この信頼を具体的な形にしたものが、「Win-Win実行協定」です。 上司が部下を細かく見張る(Win-Lose)のではなく、以下の5つの要素を明確に共有することで、本人が自分自身を管理(セルフ・マネジメント)できるようにします。
- 望む成果: いつまでに、何を達成するか。
- ガイドライン: 守るべき基準やルール。
- リソース: 使える人員、資金、技術。
- アカウンタビリティ(報告義務): どのように評価し、いつ報告するか。
- 評価の結果: 達成した場合(あるいはしなかった場合)にどうなるか。
この協定があれば、管理職は「見張り役」から「アシスタント」へと役割を変えることができ、個人の潜在能力が最大限に引き出されます。
6.システムがWin-Winを阻んでいないか?
どれほど個人の人格が素晴らしくても、組織の「システム(評価制度)」がWin-Lose(競争)を煽るものであれば、Win-Winは定着しません。 例えば、社員に「協力しろ」と言いながら、成績トップの者だけに豪華な旅行をプレゼントするような競争システムは、協力の精神を破壊します。

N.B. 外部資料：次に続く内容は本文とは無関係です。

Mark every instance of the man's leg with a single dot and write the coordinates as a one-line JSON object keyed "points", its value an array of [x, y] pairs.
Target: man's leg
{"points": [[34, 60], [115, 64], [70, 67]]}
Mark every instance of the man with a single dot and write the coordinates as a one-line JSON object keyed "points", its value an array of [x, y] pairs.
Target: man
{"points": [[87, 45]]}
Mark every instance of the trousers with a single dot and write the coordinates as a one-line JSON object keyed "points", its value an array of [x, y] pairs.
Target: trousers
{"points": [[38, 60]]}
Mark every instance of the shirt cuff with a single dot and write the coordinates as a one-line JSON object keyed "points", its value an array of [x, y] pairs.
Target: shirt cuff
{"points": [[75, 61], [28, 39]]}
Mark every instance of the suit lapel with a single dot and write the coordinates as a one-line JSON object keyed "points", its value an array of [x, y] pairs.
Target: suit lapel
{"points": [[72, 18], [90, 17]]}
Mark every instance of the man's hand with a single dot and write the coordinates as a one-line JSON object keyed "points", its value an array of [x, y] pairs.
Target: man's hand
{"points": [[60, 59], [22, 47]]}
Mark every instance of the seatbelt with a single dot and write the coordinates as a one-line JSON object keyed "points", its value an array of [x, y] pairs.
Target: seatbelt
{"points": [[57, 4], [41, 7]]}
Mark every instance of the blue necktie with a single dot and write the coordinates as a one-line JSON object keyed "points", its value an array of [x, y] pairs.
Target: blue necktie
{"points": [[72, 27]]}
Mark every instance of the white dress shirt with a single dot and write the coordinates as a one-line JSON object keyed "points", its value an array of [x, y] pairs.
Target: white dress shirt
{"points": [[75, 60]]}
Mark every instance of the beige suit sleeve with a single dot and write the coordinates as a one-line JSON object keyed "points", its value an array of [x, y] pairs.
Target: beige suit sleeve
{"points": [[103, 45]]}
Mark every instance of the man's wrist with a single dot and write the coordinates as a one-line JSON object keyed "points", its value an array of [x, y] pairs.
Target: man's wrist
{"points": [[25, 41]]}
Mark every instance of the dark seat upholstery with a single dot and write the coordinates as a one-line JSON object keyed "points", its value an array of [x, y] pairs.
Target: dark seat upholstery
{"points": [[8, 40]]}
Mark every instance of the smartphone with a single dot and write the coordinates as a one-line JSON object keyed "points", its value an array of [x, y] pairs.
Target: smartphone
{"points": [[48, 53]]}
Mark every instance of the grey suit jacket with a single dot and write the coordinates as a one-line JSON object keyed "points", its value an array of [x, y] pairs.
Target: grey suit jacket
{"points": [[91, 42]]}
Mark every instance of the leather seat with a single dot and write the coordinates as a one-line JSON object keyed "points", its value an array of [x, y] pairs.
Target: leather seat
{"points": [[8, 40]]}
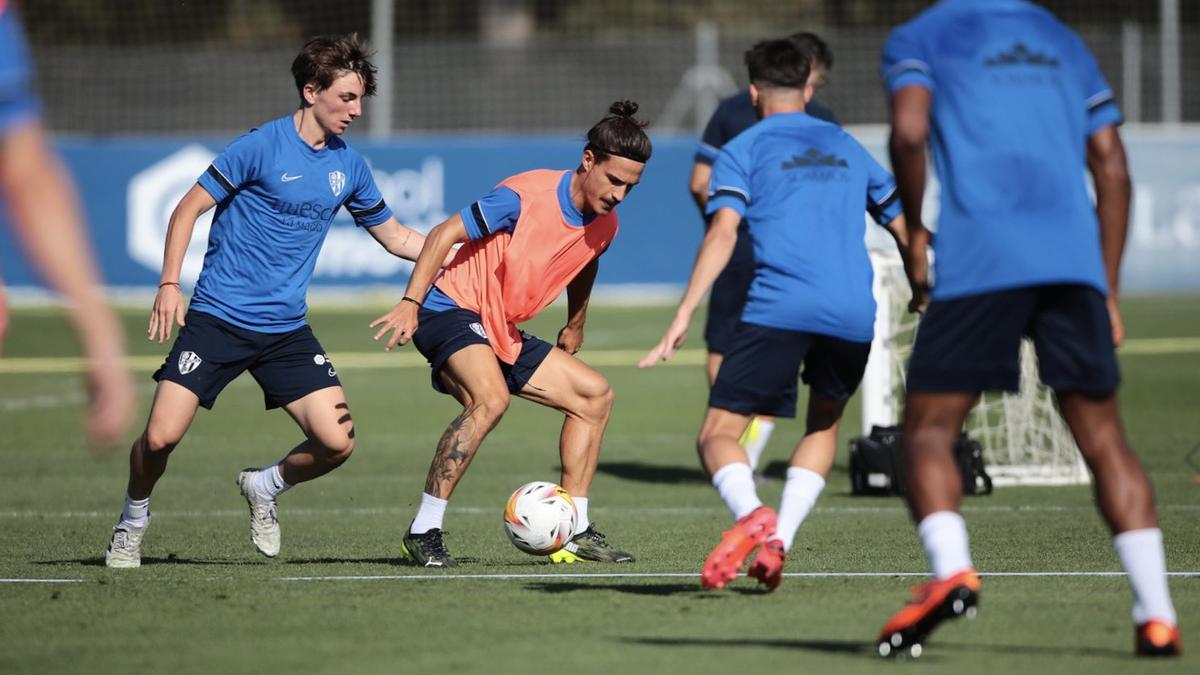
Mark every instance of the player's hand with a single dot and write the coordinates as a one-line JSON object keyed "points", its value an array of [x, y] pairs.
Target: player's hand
{"points": [[168, 310], [112, 404], [670, 344], [570, 339], [400, 321], [919, 302], [1115, 320]]}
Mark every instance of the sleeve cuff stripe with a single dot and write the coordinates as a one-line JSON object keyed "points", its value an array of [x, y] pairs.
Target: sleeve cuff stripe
{"points": [[220, 178], [477, 211], [370, 211]]}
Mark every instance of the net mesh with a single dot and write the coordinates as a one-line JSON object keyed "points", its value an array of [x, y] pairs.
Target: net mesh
{"points": [[1024, 437]]}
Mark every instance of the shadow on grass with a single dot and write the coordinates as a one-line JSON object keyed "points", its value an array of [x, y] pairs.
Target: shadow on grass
{"points": [[653, 473]]}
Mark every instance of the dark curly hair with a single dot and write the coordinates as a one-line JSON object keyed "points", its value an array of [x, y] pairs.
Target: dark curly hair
{"points": [[619, 133]]}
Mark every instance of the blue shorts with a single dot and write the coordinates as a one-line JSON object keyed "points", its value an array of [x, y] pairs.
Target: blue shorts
{"points": [[441, 334], [759, 374], [209, 353], [729, 296], [972, 344]]}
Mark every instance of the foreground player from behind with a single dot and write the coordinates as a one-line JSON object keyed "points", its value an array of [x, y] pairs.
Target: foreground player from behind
{"points": [[1020, 251], [43, 211], [801, 184], [733, 115], [276, 190], [535, 234]]}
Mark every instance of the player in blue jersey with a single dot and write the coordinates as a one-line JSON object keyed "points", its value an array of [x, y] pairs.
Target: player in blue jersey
{"points": [[801, 185], [733, 115], [276, 191], [1012, 105], [40, 201]]}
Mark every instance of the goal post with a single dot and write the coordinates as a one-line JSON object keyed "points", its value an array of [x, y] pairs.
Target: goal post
{"points": [[1024, 437]]}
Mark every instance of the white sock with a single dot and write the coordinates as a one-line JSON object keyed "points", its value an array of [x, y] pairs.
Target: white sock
{"points": [[1143, 557], [945, 537], [735, 484], [137, 513], [755, 438], [268, 483], [801, 493], [430, 515], [581, 508]]}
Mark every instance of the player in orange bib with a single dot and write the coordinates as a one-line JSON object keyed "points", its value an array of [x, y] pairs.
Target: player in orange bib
{"points": [[534, 236]]}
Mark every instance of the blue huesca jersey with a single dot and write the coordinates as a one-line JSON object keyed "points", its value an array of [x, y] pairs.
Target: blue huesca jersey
{"points": [[498, 211], [802, 186], [1015, 95], [18, 102], [276, 197]]}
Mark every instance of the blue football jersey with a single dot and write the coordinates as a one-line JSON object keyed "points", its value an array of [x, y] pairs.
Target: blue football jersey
{"points": [[1015, 95], [18, 102], [802, 186], [276, 198]]}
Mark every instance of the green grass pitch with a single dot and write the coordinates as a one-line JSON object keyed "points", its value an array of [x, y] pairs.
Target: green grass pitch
{"points": [[205, 602]]}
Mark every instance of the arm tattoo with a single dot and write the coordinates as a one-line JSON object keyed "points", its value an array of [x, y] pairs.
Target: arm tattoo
{"points": [[454, 451]]}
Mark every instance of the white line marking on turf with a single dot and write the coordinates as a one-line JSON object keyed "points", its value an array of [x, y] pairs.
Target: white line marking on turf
{"points": [[568, 575], [345, 360], [649, 511], [41, 580]]}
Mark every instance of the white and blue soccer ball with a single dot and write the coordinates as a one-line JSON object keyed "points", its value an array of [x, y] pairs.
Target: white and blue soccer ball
{"points": [[540, 518]]}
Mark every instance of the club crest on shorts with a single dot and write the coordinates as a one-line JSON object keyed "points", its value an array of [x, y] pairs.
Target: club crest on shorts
{"points": [[189, 362], [336, 181]]}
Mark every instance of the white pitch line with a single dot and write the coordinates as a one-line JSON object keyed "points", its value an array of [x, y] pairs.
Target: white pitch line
{"points": [[41, 580], [651, 511], [570, 575]]}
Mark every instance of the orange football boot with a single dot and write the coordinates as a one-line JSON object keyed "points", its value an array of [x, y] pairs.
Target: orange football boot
{"points": [[1157, 638], [931, 603], [768, 565], [737, 542]]}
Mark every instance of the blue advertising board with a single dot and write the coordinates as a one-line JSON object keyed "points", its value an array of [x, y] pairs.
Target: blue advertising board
{"points": [[130, 186]]}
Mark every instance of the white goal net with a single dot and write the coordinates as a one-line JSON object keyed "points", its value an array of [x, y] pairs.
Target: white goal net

育ってほしい花(協力的な行動)には、それに見合った水(報酬システム)をやらなければなりません。 社内での無意味な競争を排除し、協力することにインセンティブを与える仕組みを作ることが、経営者やリーダーの重要な役割です。
結びに:弁護士がWin-Winを追求する理由
法律の世界は、もともと「敵対」という概念に基づいたWin-Loseのパラダイムが根強い分野です。 しかし、裁判で白黒はっきりつけても、双方が傷つき、将来にわたる関係が完全に断たれてしまうケースを私は多く見てきました。
真のリーダーシップとは、対立する当事者間に「第3の案」を見出す努力を怠らないことです。法律を武器として用いることは社会の秩序を守り、個人的な被害回復を図るために必要ですが、それ自体にシナジー(相乗効果)を生む力はありません。戦いを終わらせる場面では、法律を本来の楽器として用いてシナジーを生み出す観点が大切だと思います。
たいよう法律事務所は、依頼者の皆様が直面している問題を、単なる「勝ち負け」で終わらせるのではなく、お互いの誠実さと尊厳を守り抜くWin-Winの解決へと導くパートナーでありたいと願っています。